Häufige Fragen zu Übersetzer-Zertifikaten

Welche Qualifikation ist für Übersetzer am wichtigsten?

Das hängt vom Marktsegment ab: Für beglaubigte Übersetzungen ist die Ermächtigung Pflicht. Für Fachübersetzung bei Übersetzungsbüros: staatliche Prüfung oder Studium (DIN-EN-ISO-17100-Nachweis). Für den freien Markt: CAT-Tool-Kompetenz und Probeübersetzungen. Grundsätzlich: Ohne mindestens eine formale Qualifikation (Studium oder staatliche Prüfung) sind professionelle Aufträge schwer zugänglich.

Lohnt sich die SDL-Trados-Zertifizierung?

Ja, wenn du regelmäßig mit Trados arbeitest. Die Zertifizierung zeigt professionelle Tool-Kompetenz und wird von Übersetzungsbüros als Qualitätsmerkmal anerkannt. Die Investition (200–500 Euro + Lizenzkosten) amortisiert sich durch bessere Auftragschancen. Wenn du memoQ bevorzugst, ist die memoQ-Zertifizierung die Alternative.

Brauche ich als Übersetzer eine BDÜ-Mitgliedschaft?

Für Freelancer in Deutschland: dringend empfohlen. Das BDÜ-Mitgliederverzeichnis ist die wichtigste Auftragsquelle — viele Kunden und Übersetzungsbüros suchen gezielt nach BDÜ-Übersetzern. Die Mitgliedschaft signalisiert Qualifikation und Professionalität. Zusätzlich: Fortbildungen, Netzwerk und rechtliche Beratung.

Wie werde ich ermächtigt?

Die Ermächtigung erfolgt durch ein Landgericht. Du brauchst: einschlägiges Studium oder bestandene staatliche Prüfung, polizeiliches Führungszeugnis, Wohnsitz im Gerichtsbezirk (je nach Bundesland). Die Anforderungen variieren erheblich zwischen den Bundesländern. Informiere dich beim zuständigen OLG oder Landgericht. Die Ermächtigung berechtigt zur Anfertigung beglaubigter Übersetzungen.

Welche Weiterbildung hat den größten Impact für Übersetzer?

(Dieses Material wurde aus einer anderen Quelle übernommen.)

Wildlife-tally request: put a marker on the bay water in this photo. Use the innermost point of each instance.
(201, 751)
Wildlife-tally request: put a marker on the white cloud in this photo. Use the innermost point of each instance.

Für den Einstieg: staatliche Prüfung und/oder Ermächtigung als formale Grundlage. Für die Auftragslage: BDÜ-Mitgliedschaft und CAT-Tool-Zertifizierung. Für das Tagesgeschäft: Fachterminologie im Spezialgebiet vertiefen (das erhöht Qualität und Honorar am stärksten). Für die Zukunft: MTPE-Kompetenz aufbauen, um auch maschinell gestützte Aufträge bedienen zu können.